La única verdad

Por ahí se dice, cuando una persona cree que lo sabe todo,

“este se cree que tiene la única verdad”.

Esta madrugada del 25 de abril de 2014, descubrí cuál es la única verdad: QUE EXISTEN TODAS LAS DEMÁS VERDADES. Quien te diga esto, puedes estar seguro de que te dice la verdad. Yo te diría más bien que le hagas un poco de caso. Será alguien que ve lo que tú no ves. Ese ser puede ver lo invisible. Ese ser es tu maestr@.

Cada vez que alguien, no importa la edad que tenga, si es o no humano, si camina o repta, vuela o se sumerge, si cacarea o rebuzna, si grita o cojea, si hiere o lastima, si escucha o ignora. Un@ es tu maestr@… Algun@s son tus maestr@s... Tod@s son tus maestr@s… Ningun@ es tu maestr@… Y lo demás… tú eres tu maestr@.

Esa es la única verdad. Saber que nadie puede enseñarte lo que no aprendes tú. Nadie puede determinar lo que no vives tú. Nadie puede hacerte dudar de lo que sientes. Porque tú eres dueño de lo que ignoras y de lo que sabes. Por tanto enseñan con palabras y enseñan con gestos, y enseñan con acciones, con emociones, con lo que alcances a percibir.

Abre los ojos, los oídos, todos los sentidos y el entendimiento.
Un@ sol@ es tu maestr@. Esea que a Ti más te gusta.

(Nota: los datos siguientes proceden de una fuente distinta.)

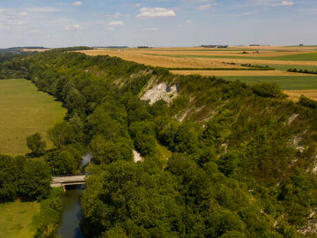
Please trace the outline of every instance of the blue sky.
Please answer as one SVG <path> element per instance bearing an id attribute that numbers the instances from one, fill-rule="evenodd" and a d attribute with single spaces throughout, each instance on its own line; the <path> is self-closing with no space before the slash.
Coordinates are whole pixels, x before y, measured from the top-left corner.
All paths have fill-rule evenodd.
<path id="1" fill-rule="evenodd" d="M 317 0 L 1 0 L 0 48 L 317 44 Z"/>

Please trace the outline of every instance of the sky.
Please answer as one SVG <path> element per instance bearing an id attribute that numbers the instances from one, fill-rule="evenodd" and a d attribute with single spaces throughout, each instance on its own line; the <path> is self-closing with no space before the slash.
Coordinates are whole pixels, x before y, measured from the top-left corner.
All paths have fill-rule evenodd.
<path id="1" fill-rule="evenodd" d="M 317 0 L 0 0 L 0 48 L 317 44 Z"/>

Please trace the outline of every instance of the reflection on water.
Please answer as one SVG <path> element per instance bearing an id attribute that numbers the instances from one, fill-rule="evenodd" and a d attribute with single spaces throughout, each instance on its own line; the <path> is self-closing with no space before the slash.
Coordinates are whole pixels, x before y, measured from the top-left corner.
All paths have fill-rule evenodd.
<path id="1" fill-rule="evenodd" d="M 62 238 L 83 238 L 79 223 L 81 220 L 80 197 L 82 186 L 66 186 L 63 198 L 63 218 L 59 230 Z"/>

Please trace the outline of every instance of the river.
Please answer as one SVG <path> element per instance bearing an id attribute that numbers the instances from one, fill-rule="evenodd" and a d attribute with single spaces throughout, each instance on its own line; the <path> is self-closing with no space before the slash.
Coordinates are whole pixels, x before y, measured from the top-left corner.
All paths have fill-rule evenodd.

Esea con el cual Tú eres feliz.
Tod@s son tus maestr@s porque tod@s ven algo que Tú no ves. Y tienen muchos deseos de contártelo. 

Sólo alcanza con preguntar, y escuchar.


Lo demás es lo desconocido. Es la verdad que queda por descubrir. Y Tú quedas por descubrir.
Luego, la única verdad eres tú mismo. La única realidad es la que experimentamos todos. La única verdad está fuera de tu verdad y dentro de tu verdad. La única verdad no existe. La única verdad es infinita.

Anímate, entonces, a experimentar lo desconocido de la mano de quien te diga que la única verdad es que existen todas las verdades.

Te doy con esto mi bien más preciado: ser tú mismo. Puedes compartirlo con quien quieras, porque es infinito. ¡Anda! Ve y compártelo. Verás que se multiplica cada vez que lo compartes.
Cuando comprendí eso, comprendí que soy un maestro. Siempre supiste que Tú eres como Yo. Sabes y amas lo que eres.